Tunisia is well known as a resort holiday destination, offering blue skies, warm sunshine and everything needed for a beach holiday. However, the proximity of the vast Sahara desert means that many visitors express an interest in exploring the sand and learning more about it. To this end the authorities in Tunisia have started encouraging the growth of ecotourism, tourism that brings a vital source of income to the country, while not interfering with, or harming, the local environment, established traditions and people or the wildlife; in short a non-intrusive income stream.
Tunisia is now actively encouraging visitors to explore the hinterland, moving away from the beach holiday image and focusing more on exposing the fabulous history and natural environment of the country. Some of the eco-friendly resorts currently under development are the Green Hill Resort and Kerkennah. Their focus is to encourage sustainable forms of tourism, that which bring benefit directly to the local people, without imposing on their lives.

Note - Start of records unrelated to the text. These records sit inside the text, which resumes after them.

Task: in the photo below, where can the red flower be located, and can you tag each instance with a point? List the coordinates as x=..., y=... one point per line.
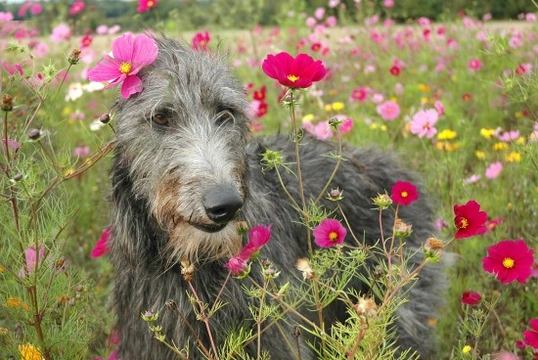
x=296, y=73
x=531, y=336
x=101, y=247
x=200, y=41
x=471, y=298
x=329, y=232
x=404, y=193
x=509, y=260
x=146, y=5
x=469, y=220
x=395, y=70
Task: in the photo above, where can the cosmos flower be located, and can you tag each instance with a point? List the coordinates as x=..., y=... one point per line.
x=130, y=55
x=469, y=220
x=509, y=260
x=294, y=72
x=404, y=193
x=329, y=232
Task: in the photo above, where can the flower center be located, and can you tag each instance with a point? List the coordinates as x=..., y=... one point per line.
x=125, y=68
x=293, y=78
x=333, y=236
x=508, y=263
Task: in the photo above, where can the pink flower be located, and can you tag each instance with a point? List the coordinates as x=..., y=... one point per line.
x=130, y=55
x=146, y=5
x=494, y=170
x=101, y=247
x=509, y=260
x=403, y=193
x=60, y=33
x=474, y=65
x=200, y=41
x=470, y=298
x=77, y=8
x=423, y=123
x=329, y=232
x=33, y=259
x=389, y=110
x=294, y=72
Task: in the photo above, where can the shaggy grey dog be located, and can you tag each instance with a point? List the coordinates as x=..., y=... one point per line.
x=186, y=170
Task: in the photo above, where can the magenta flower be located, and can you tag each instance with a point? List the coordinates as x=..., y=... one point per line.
x=77, y=8
x=494, y=170
x=509, y=260
x=531, y=336
x=130, y=55
x=404, y=193
x=329, y=232
x=389, y=110
x=200, y=41
x=469, y=220
x=146, y=5
x=471, y=298
x=101, y=247
x=296, y=73
x=423, y=123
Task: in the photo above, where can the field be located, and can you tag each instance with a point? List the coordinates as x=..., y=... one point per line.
x=455, y=101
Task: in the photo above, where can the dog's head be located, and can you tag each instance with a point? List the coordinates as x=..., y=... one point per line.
x=183, y=140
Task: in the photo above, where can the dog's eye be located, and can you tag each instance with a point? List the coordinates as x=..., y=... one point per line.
x=160, y=119
x=224, y=117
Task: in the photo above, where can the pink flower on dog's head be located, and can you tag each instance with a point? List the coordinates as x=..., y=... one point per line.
x=329, y=232
x=130, y=55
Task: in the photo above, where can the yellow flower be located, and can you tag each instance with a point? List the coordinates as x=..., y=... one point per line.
x=30, y=352
x=447, y=134
x=514, y=156
x=480, y=154
x=487, y=132
x=338, y=106
x=16, y=303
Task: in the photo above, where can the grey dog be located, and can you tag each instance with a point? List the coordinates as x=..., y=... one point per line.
x=186, y=169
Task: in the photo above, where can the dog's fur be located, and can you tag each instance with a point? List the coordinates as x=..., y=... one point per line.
x=163, y=176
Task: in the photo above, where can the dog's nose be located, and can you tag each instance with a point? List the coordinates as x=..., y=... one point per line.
x=221, y=204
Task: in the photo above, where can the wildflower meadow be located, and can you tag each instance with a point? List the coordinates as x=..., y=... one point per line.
x=453, y=98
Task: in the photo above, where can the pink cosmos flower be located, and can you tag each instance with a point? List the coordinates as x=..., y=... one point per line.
x=494, y=170
x=130, y=55
x=296, y=73
x=60, y=33
x=200, y=41
x=146, y=5
x=77, y=8
x=423, y=123
x=389, y=110
x=474, y=65
x=509, y=260
x=329, y=232
x=403, y=193
x=101, y=246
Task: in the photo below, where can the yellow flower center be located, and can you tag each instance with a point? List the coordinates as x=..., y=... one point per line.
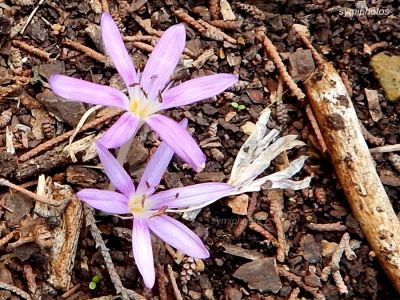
x=137, y=205
x=141, y=106
x=141, y=110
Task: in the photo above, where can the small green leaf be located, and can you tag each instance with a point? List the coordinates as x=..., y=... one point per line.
x=92, y=285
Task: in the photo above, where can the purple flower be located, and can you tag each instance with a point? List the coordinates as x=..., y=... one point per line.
x=148, y=93
x=148, y=208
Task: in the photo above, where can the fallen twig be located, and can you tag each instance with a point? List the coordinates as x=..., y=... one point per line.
x=177, y=292
x=31, y=49
x=297, y=279
x=15, y=290
x=88, y=51
x=327, y=227
x=274, y=55
x=275, y=198
x=111, y=113
x=355, y=168
x=28, y=193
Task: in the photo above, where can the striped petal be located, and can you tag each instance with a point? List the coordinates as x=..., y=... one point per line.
x=108, y=201
x=196, y=90
x=178, y=236
x=156, y=167
x=163, y=60
x=179, y=140
x=116, y=49
x=191, y=196
x=122, y=130
x=115, y=172
x=142, y=251
x=84, y=91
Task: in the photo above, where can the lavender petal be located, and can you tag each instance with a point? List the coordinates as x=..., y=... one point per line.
x=178, y=236
x=108, y=201
x=115, y=172
x=179, y=140
x=122, y=130
x=116, y=49
x=196, y=90
x=84, y=91
x=142, y=251
x=156, y=167
x=163, y=60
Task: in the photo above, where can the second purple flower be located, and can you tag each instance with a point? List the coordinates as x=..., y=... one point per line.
x=147, y=93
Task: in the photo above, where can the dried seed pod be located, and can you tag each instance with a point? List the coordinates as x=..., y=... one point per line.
x=214, y=33
x=124, y=9
x=28, y=101
x=252, y=10
x=23, y=2
x=395, y=161
x=213, y=128
x=48, y=130
x=96, y=6
x=214, y=9
x=5, y=29
x=319, y=195
x=236, y=24
x=118, y=20
x=282, y=113
x=201, y=60
x=15, y=58
x=5, y=118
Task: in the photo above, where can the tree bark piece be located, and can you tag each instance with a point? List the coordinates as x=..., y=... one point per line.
x=354, y=167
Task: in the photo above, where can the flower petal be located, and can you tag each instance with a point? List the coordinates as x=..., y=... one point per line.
x=197, y=89
x=156, y=167
x=171, y=132
x=84, y=91
x=108, y=201
x=163, y=60
x=122, y=130
x=116, y=49
x=178, y=236
x=115, y=172
x=142, y=251
x=189, y=196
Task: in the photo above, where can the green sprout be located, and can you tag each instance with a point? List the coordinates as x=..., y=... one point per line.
x=94, y=282
x=238, y=106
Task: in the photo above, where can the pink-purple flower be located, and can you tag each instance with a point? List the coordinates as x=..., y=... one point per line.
x=148, y=208
x=148, y=92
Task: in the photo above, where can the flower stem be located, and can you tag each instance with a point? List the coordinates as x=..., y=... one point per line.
x=121, y=157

The country’s history goes back all the way to the mysterious Phoenicians, who founded Carthage. Romans, Vandals, Byzantines, Arabs, Turks and the Spanish and French all invaded the country at one stage or another, and all of these civilisations have left their influence on the country.
Tunisia does not simply run from beach sand straight into desert sand; there are areas of hardy scrub and brush where a delicately balanced ecosystem supports a surprising array of wildlife ranging from the dainty large-eared fennec foxes to full prides of lions. A good selection of antelope feed the lions, while the attractive small foxes have a wide variety of rabbits, hares and rodents to hunt.
Learning about the animals and plants that rely on these ecosystems can help visitors understand and appreciate the country they are visiting, and it also helps those in authority to make the right decisions when it comes to development. New tourist projects are being designed, taking into account all the factors that will help to make the enterprise a successful one, not only in terms of earning power, but also as a long-term sustainable asset.
The perfect ecotourist is one who visits a country and, to paraphrase slightly, ‘takes nothing but photographs and leaves nothing but footprints’, enjoying and fully experiencing the country while bringing in vital funds, but not harming it in any way.